Cold Snap
Cold Snap
Susie Kaufman
I remember a soundtrack of children with gravel-impacted wounded knees crying for their mothers in Riverside Park, games played with pink rubber balls against a counterpoint of sing-song chanting. In upper Manhattan, I could hear the cars honking and backfiring, the sirens screaming, hanging out of our living room window fourteen floors above Broadway. Workmen on scaffolding leaned over precariously the better to catcall at women in high heels wiggling by. Music punctuated the ambient noise. Girl groups, big brass sections, the wall of sound. The air was dense with radio waves, the pavements imprinted with a thousand feet trying to execute the Locomotion. In my memory, it was always hot, loud and crowded. On the IRT, our breath mingled, our bodies suffered indiscriminate intimacies. Even in winter, the hiss and percussion of the radiators made a racket and it was always sweltering inside. I did not come of age in cold and quiet.
You will understand then that when the mercury fell below zero last weekend in Stockbridge, descending to -17 Saturday night, I vowed not to leave the house, fearing for my lungs and my brittle bones. It seemed an opportune time to do some writing, to leave the overworked past and the flickering glimpses of a possible future behind and sink like a stone into the present. The trouble with trying to write about the Now on a bleak, cold day is that your blood has already gone gelid in your veins, so the words don't come to mind at their usual chirpy pace. Your thoughts are stuck on an icy road and don't have the traction to get up the hill of your brain and out onto the screen. I survived Saturday whipping up a boeuf bourguignon and baking chocolate chip cookies, reasoning correctly that the heat from the oven and the homey, nostalgic aromas would promote a feeling of wellbeing, however illusory. I also talked to myself gravely about the health benefits of consuming a lot of fat in a very cold climate like native peoples in the North eating whale blubber.

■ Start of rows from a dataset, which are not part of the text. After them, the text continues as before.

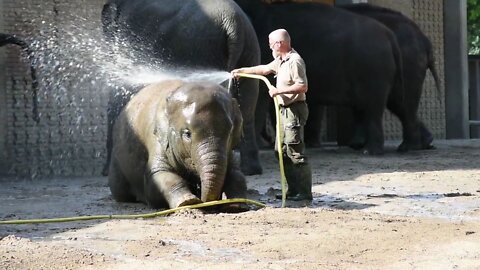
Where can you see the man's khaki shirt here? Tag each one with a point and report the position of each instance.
(289, 71)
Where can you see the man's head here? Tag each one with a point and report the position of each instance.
(279, 42)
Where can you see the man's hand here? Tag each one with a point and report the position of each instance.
(234, 73)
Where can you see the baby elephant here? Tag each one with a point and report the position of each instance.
(172, 146)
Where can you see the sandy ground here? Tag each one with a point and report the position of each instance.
(419, 210)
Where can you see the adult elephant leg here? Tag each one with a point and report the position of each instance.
(374, 129)
(119, 186)
(426, 137)
(410, 127)
(313, 128)
(247, 97)
(359, 136)
(168, 188)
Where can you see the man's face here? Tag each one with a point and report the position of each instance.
(275, 46)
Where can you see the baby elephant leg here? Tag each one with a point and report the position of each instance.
(171, 188)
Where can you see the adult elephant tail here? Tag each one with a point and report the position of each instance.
(6, 39)
(399, 77)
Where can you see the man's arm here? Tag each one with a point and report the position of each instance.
(295, 88)
(259, 70)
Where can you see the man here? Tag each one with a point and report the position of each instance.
(290, 89)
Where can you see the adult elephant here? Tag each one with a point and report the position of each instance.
(351, 60)
(6, 39)
(173, 146)
(417, 58)
(193, 34)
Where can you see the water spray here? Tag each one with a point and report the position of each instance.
(279, 132)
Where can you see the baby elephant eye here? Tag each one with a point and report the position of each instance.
(186, 134)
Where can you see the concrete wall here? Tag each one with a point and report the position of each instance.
(69, 139)
(3, 101)
(428, 14)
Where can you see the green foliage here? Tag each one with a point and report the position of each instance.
(473, 26)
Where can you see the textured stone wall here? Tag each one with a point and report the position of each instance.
(428, 14)
(69, 139)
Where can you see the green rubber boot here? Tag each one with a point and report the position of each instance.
(299, 180)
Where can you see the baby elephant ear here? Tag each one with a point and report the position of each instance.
(237, 123)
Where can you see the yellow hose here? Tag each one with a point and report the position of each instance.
(279, 131)
(134, 216)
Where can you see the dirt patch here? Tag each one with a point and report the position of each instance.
(419, 210)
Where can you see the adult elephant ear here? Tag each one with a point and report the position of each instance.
(237, 123)
(6, 39)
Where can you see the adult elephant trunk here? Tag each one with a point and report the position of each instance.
(212, 168)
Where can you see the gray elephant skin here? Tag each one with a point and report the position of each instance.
(193, 34)
(6, 39)
(417, 58)
(352, 60)
(172, 146)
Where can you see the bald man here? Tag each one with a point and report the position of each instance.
(291, 87)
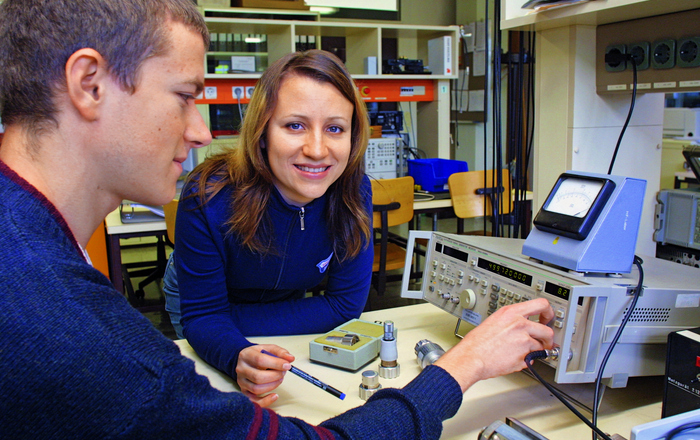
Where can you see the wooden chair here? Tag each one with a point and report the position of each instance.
(392, 202)
(170, 211)
(153, 271)
(470, 198)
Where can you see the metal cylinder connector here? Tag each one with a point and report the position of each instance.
(427, 352)
(370, 384)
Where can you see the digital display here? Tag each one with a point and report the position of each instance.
(507, 272)
(454, 253)
(558, 291)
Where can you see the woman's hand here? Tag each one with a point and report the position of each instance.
(259, 373)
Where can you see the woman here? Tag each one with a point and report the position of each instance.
(261, 224)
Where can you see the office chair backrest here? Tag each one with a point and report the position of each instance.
(468, 203)
(388, 191)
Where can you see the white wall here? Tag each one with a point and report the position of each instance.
(578, 129)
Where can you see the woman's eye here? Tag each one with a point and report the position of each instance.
(186, 97)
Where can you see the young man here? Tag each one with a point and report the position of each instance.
(98, 104)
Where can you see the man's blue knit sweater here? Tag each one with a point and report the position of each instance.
(78, 362)
(228, 292)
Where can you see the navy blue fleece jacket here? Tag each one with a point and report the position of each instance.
(78, 362)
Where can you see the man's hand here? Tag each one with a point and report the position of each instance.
(259, 373)
(499, 345)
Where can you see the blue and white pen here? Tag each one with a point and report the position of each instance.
(309, 378)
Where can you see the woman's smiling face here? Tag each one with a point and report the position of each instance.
(308, 138)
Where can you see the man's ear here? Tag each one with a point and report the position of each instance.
(86, 81)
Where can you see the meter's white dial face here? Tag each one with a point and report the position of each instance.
(574, 197)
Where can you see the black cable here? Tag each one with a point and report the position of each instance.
(637, 292)
(486, 98)
(629, 114)
(529, 360)
(681, 429)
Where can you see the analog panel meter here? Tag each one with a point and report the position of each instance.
(573, 205)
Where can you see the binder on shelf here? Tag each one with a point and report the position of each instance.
(440, 55)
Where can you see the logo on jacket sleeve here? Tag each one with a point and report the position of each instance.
(323, 265)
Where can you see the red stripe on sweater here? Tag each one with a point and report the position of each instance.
(274, 425)
(323, 433)
(256, 424)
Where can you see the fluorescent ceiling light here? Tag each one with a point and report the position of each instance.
(323, 10)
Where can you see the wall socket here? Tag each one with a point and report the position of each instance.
(238, 93)
(620, 49)
(663, 54)
(640, 55)
(688, 52)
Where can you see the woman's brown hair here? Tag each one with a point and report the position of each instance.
(246, 167)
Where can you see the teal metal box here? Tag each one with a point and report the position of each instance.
(326, 349)
(432, 174)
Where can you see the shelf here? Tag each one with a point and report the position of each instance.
(595, 12)
(362, 39)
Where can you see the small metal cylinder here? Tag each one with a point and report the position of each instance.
(370, 384)
(428, 352)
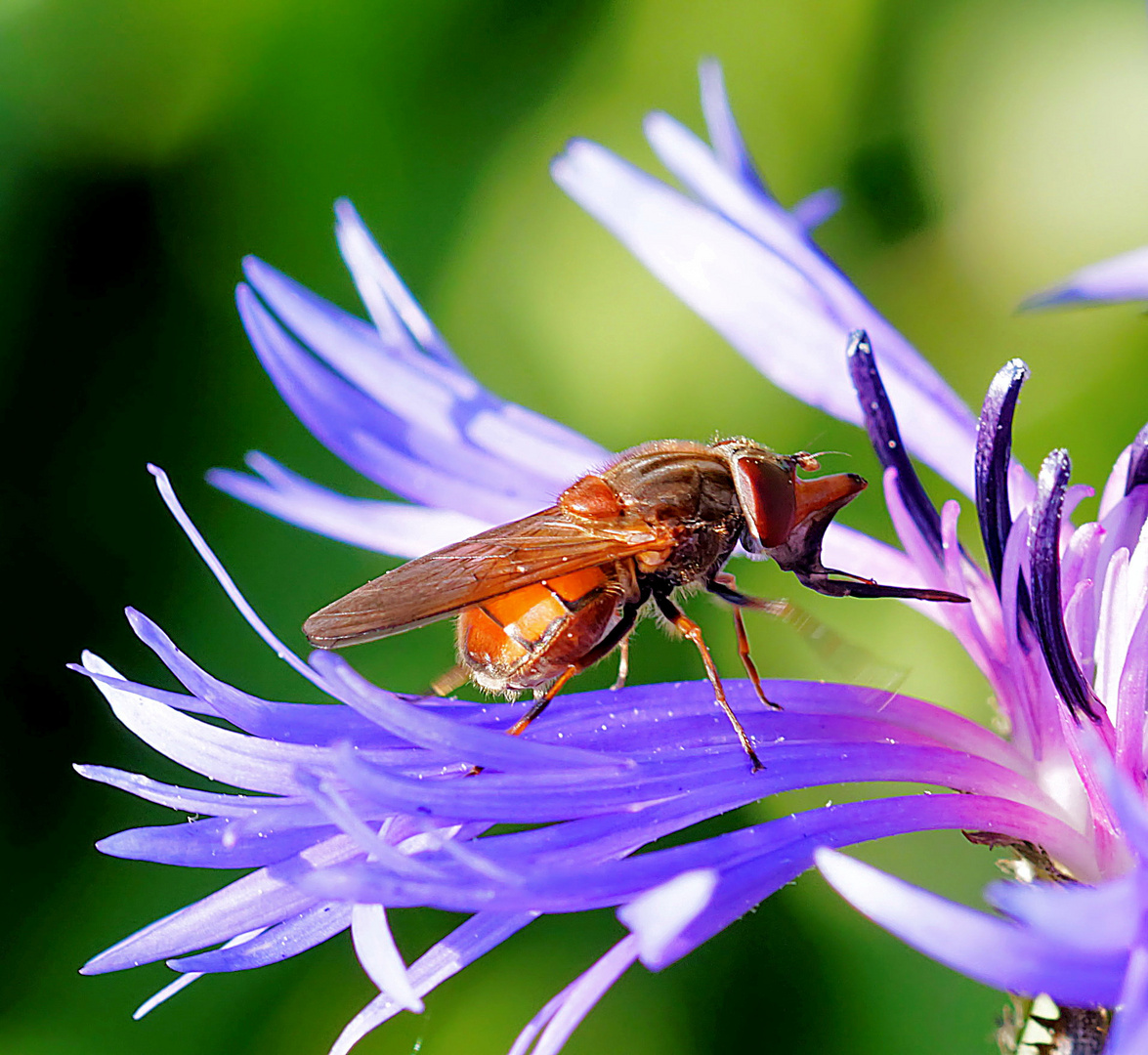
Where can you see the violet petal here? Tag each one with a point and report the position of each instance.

By Sunday, the novelty of camping out in the living room had worn off and the demons began to occupy. Newspapers and netflix did not furnish an adequate defense. There was too much empty space begging to be filled with regrets and anxieties. I tried to access my inner Rumi, treating each incursion from the jungle interior as if it were an unexpected visitor. "The dark thought, the shame, the malice, meet them at the door laughing, and invite them in," suggested the Sufi poet. I did not feel hospitable. Leave me alone! I implored. An enormous blank canvas like an overtired two year old demanded my attention. All day long, columns of recriminations advanced, gaining ground, closing off possible avenues of escape. Past moments of cruelty, insufficiencies of the heart and future imaginings of catastrophe lay in wait.
So here's the dirty little secret. I'm keen on contemplative space, emptiness, silence, when I'm in charge, when I set the parameters, when it's easy. But when I feel imprisoned by it, called to surrender to circumstances beyond my control, I'm about as contemplative as a bargain hunter on Black Friday. I want out. I want more and when I'm held against my will, I kick and scream. I'm going to need to get better at this because whether I like it or not, the space I inhabit will shrink as I age. Opportunities in the physical world, in the realm of flesh and bone, will diminish. Already, I don't drive after dark. I know who my friends are and when I allow myself to stare at reality without blinking, I understand that there will be fewer of them, not more of them, as time goes on. I can't see what's coming, but whatever it is, it will be quieter and less densely populated than the clamorous street scene of my early life. My last piece of pie may be concocted out of long years of slowing down, losing ground, or short days of living absent an awareness that life might end on any ordinary Monday morning. I listen for that song, but it's faint, in the background. When I do hear it clearly, it is strangely comforting. It settles my stomach and caresses my restlessness. It warms me whatever the weather.